Her breath fluttered convulsively for a few minutes, then she sprang forward: “I hear them—the song of triumph they sing upon that shore. Jesus hath redeemed us—to suffer nevermore,” she added. “O Jesus, do not despise me—I am sorry.”
Her last words were spoken. She fell back in Camperdown’s arms and he laid her head on the pillows.
Stargarde’s face was shining like that of an angel. For many days he had seen her kneeling by that sick-bed, had heard her pleading voice, “O God, give me this soul; save my mother and take her to heaven.” Now her heart’s desire was gratified, and he feared that after the long weeks of watching and confinement to the house a collapse would come; but there was no sign of it yet. Very calmly she asked Zilla if she would care to stay in the room while Camperdown left it. Zilla remained; and Stargarde, while performing the last tender offices for her mother in which she would receive only a small amount of assistance from her friend of the Salvation Army, talked sweetly to the child of the triumphant entry of their mother’s spirit into heaven, and of the putting away of the deserted body under the grass and the flowers where it would lie till the joyful resurrection.

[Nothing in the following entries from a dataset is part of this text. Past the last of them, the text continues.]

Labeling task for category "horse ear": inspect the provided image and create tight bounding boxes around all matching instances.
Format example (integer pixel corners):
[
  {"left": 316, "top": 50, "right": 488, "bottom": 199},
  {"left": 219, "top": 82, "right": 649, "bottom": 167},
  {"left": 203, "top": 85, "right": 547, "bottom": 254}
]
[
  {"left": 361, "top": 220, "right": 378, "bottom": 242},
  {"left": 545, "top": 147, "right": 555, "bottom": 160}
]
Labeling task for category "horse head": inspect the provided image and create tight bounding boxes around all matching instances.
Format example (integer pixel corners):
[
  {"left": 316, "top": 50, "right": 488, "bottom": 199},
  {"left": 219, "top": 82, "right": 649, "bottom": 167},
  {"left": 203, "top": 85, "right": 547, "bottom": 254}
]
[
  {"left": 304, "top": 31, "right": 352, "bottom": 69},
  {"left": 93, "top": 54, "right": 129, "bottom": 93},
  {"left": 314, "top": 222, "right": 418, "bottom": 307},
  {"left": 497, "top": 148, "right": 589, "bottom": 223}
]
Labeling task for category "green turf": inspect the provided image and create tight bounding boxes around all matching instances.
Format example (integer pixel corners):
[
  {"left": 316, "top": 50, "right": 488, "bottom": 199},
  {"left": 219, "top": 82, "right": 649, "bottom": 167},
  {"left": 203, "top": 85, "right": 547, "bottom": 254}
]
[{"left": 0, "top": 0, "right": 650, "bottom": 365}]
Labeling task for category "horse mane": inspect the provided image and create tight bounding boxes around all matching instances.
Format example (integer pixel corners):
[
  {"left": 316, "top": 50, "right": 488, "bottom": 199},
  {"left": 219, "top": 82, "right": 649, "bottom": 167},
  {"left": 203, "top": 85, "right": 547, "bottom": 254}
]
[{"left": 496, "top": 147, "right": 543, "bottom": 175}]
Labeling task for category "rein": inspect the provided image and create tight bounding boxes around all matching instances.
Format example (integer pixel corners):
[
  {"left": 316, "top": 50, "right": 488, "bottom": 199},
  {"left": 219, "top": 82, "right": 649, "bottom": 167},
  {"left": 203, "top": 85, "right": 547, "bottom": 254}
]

Death had before this been connected with all that was squalid and mysterious and unlovely in the child’s mind—not a thing to be feared among people who led reckless lives, but rather to be hated and shunned.
When she at last left the Pavilion and put her hand in Camperdown’s for him to take her home, she remarked sagely, “I shall not mind dying, now that I am rich.”
CHAPTER XXXIV
A FOX CHASE
It was just dinner time at Pinewood. All the house doors and windows were open, and the sound of the gong reached the ears of a man who was mincing down the avenue. “Ha,” he said stopping short, “the honorable lady will be partaking of some comestibles. It will be advisable that I dally away the time till she shall be lured without by the refreshing delightsomeness of the evening.” And skirting the edge of the lawn and perceiving Joe he made his way down to the sunny slope.
“A handsome day, Mr. Lo,” he said, saluting the Indian, who raised his head to stare at him.
Joe responded by an “Ugh!” and bent again over a small rent in his upturned canoe. After a short silence his curiosity got the better of his reserve, and he said, “Why you call me Lo? I Joe.”
“‘Lo, the poor Indian,’ don’t you know the poetry?” asked MacDaly. “With me it is the generic and epidemic name for the aborigines of this province.”
Joe gave him a sleepy look from his dark eyes in which there was no hint of displeasure. “What you want?” he asked bluntly.
“I am about to enter upon, or in some way engage in a private interview with a certain favorably disposed personage distinguished by many gifts and graces, but whose name I will not take upon my unworthy lips,” said MacDaly; “but what have we here? The honorable Lady Stargarde must be in the vicinity, judging by the appearance of her scout.”
Mascarene, delighted as only a city dog who is kept in a close street can be when removed to open fields, came frisking and jumping down the incline. His frolic over, he fawned on Joe, who was intensely fond of him but scarcely glanced at him, and sniffed in a friendly manner around MacDaly who, while lauding him to the skies as a captivating canine, cared for him not at all.